Wednesday, December 11, 2002

Brazil’s president-elect, Luiz Inacio Lula da Silva, yesterday pressed an aggressive economic agenda that includes regional integration and free trade with the United States.
But Mr. Lula da Silva, in Washington to meet President Bush for the first time since he was elected in October, cautioned that talks on a hemisphere-wide Free Trade Area of the Americas (FTAA) would not be easy and would not be simply on U.S. terms.
“I told President Bush we will be very tough, as tough as the Americans are in the negotiations, but when we come to an agreement, we will be loyal in our commitment. This is how I am going to behave,” he said during a speech at the National Press Club.
Brazil and the United States are co-chairing the FTAA process through November 2003 as 34 democracies prepare positions on market access leading up to a regional summit in Miami at the end of next year.
“Whether there is an agreement depends on both Brazil and the United States,” said Peter Hakim, president of the Inter-American Dialogue, a Washington policy group. “You don’t have an FTAA without a U.S.-Brazil agreement. If you do get an agreement, no other country would stand outside it.”
Mr. Lula da Silva, a left-leaning former labor leader, emphasized similarities between the two countries but also underscored some differences as he prepares to preside over Latin America’s most populous nation.

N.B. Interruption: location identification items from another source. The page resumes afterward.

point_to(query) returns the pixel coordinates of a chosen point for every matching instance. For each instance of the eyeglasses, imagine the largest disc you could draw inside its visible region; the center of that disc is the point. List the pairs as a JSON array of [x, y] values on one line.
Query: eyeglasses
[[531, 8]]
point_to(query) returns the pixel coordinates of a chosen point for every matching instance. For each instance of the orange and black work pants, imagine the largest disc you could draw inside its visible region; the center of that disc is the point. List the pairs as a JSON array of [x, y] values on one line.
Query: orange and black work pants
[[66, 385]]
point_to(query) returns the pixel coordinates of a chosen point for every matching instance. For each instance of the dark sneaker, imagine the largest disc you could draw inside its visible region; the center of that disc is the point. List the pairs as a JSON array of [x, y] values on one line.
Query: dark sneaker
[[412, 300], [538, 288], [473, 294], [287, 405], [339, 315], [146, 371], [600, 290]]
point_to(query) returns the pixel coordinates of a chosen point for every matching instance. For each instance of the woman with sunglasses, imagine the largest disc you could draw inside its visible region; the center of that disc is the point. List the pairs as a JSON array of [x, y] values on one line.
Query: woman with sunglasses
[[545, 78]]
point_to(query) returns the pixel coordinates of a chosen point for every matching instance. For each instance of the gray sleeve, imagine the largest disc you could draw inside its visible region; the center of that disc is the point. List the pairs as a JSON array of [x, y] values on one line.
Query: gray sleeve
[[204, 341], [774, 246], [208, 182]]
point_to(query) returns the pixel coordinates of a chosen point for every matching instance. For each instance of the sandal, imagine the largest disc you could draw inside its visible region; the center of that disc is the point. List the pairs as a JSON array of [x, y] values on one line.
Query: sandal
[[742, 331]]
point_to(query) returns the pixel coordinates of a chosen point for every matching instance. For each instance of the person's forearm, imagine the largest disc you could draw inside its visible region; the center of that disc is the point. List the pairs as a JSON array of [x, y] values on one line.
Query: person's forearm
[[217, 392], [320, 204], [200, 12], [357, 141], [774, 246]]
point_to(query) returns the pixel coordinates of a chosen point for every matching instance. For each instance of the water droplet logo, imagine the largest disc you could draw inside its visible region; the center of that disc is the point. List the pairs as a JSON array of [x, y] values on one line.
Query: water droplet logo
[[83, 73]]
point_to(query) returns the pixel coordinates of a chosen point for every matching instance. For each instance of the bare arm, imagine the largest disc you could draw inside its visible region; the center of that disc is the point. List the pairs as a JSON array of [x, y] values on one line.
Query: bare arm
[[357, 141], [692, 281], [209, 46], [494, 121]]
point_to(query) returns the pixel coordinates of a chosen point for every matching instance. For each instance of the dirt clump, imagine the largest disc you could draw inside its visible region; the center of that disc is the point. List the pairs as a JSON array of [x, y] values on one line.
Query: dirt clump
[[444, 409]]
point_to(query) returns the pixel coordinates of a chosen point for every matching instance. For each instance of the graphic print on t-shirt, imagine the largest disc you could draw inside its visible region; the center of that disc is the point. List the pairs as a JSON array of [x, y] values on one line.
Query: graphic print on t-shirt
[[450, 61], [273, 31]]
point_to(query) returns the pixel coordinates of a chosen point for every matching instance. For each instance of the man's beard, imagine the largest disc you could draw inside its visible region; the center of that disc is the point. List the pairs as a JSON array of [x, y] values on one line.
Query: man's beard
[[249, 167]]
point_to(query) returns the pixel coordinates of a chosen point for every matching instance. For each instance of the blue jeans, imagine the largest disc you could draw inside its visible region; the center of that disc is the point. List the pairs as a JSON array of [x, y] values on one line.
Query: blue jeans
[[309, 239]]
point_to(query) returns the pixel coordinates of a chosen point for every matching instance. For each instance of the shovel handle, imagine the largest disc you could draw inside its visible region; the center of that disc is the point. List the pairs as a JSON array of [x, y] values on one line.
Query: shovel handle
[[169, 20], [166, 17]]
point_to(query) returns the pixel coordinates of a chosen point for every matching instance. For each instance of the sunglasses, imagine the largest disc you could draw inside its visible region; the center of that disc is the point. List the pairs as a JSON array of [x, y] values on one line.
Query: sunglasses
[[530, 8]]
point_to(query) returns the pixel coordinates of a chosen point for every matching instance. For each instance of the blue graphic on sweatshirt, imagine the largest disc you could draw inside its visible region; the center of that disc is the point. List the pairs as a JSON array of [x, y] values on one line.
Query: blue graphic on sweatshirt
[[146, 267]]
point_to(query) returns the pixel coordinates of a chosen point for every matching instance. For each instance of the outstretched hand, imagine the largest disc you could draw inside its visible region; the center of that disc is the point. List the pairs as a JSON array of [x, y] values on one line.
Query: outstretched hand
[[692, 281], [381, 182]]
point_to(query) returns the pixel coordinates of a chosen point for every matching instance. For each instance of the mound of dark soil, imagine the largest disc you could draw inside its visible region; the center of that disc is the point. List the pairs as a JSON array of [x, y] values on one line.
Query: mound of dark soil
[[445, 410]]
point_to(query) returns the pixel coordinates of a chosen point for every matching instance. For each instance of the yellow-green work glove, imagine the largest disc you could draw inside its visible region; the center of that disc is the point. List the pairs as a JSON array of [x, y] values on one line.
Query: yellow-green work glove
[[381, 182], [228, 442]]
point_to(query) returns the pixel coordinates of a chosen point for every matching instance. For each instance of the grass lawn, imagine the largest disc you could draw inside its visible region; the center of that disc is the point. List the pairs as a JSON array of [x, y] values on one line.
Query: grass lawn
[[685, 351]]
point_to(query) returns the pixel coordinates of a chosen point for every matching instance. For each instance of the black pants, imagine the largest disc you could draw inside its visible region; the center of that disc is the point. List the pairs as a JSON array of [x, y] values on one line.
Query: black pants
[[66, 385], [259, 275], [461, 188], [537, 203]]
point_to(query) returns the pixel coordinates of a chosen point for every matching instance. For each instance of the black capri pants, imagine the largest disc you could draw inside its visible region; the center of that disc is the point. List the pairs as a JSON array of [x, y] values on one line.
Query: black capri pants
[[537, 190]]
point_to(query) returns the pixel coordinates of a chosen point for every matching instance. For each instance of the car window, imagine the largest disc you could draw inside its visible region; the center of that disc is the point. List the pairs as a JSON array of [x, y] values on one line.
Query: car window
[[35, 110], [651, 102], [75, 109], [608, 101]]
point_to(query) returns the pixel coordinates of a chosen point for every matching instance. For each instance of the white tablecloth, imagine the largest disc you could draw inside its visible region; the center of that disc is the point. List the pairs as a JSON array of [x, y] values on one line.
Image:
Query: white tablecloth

He will take office Jan. 1 trying to fulfill election promises about boosting his economy while seeking international backing to pay off debts and put Brazil on more solid financial footing.
“We will give priority to fighting against hunger, unemployment and crime,” Mr. Lula da Silva said.
But he also touched on themes important to international markets.
“My new administration is going to be characterized by fiscal responsibility, the fight against inflation, and respect for contractual obligations and agreements. These form the basis for resuming sustained economic growth,” he said.
Mr. Lula da Silva, who has lost presidential bids on a populist platform three times, toned down his rhetoric during the most recent campaign. Since he won election, he has worked to calm markets as he outlines an economic plan.
Increasing exports and expanding the domestic markets are key components of Brazil’s plan for economic growth, he said.
Mr. Lula da Silva and Mr. Bush discussed trade, economic relations and the fight against poverty during a private meeting yesterday.
“This was a very constructive and positive meeting, from the president’s point of view,” White House spokesman Ari Fleischer said. The two did not talk about specific trade acts or trade initiatives, he added.
“But the president was encouraged to hear the message that President Lula offered concerning trade and the importance of trade to economic development, broadly speaking,” Mr. Fleischer said.
Mr. Lula da Silva said the dialogue was “frank and direct.”
Even with a good start, both sides have much ground to cover before reaching a trade agreement.
Brazil has emphasized the importance of market access for its agricultural goods. It’s government has said that U.S. agricultural tariffs are too high and subsidies too generous.
The United States has countered that it cannot reach an agreement on agriculture that does not include Japan and the 15-nation European Union.
Yesterday Mr. Lula da Silva underlined the important role of South America’s biggest trade bloc, Mercosur; regional integration and ties to Europe.
Mercosur was created by Argentina, Brazil, Paraguay and Uruguay in March 1991 with the goal of creating a common market. Analysts see it as an alternative model to NAFTA during FTAA negotiations.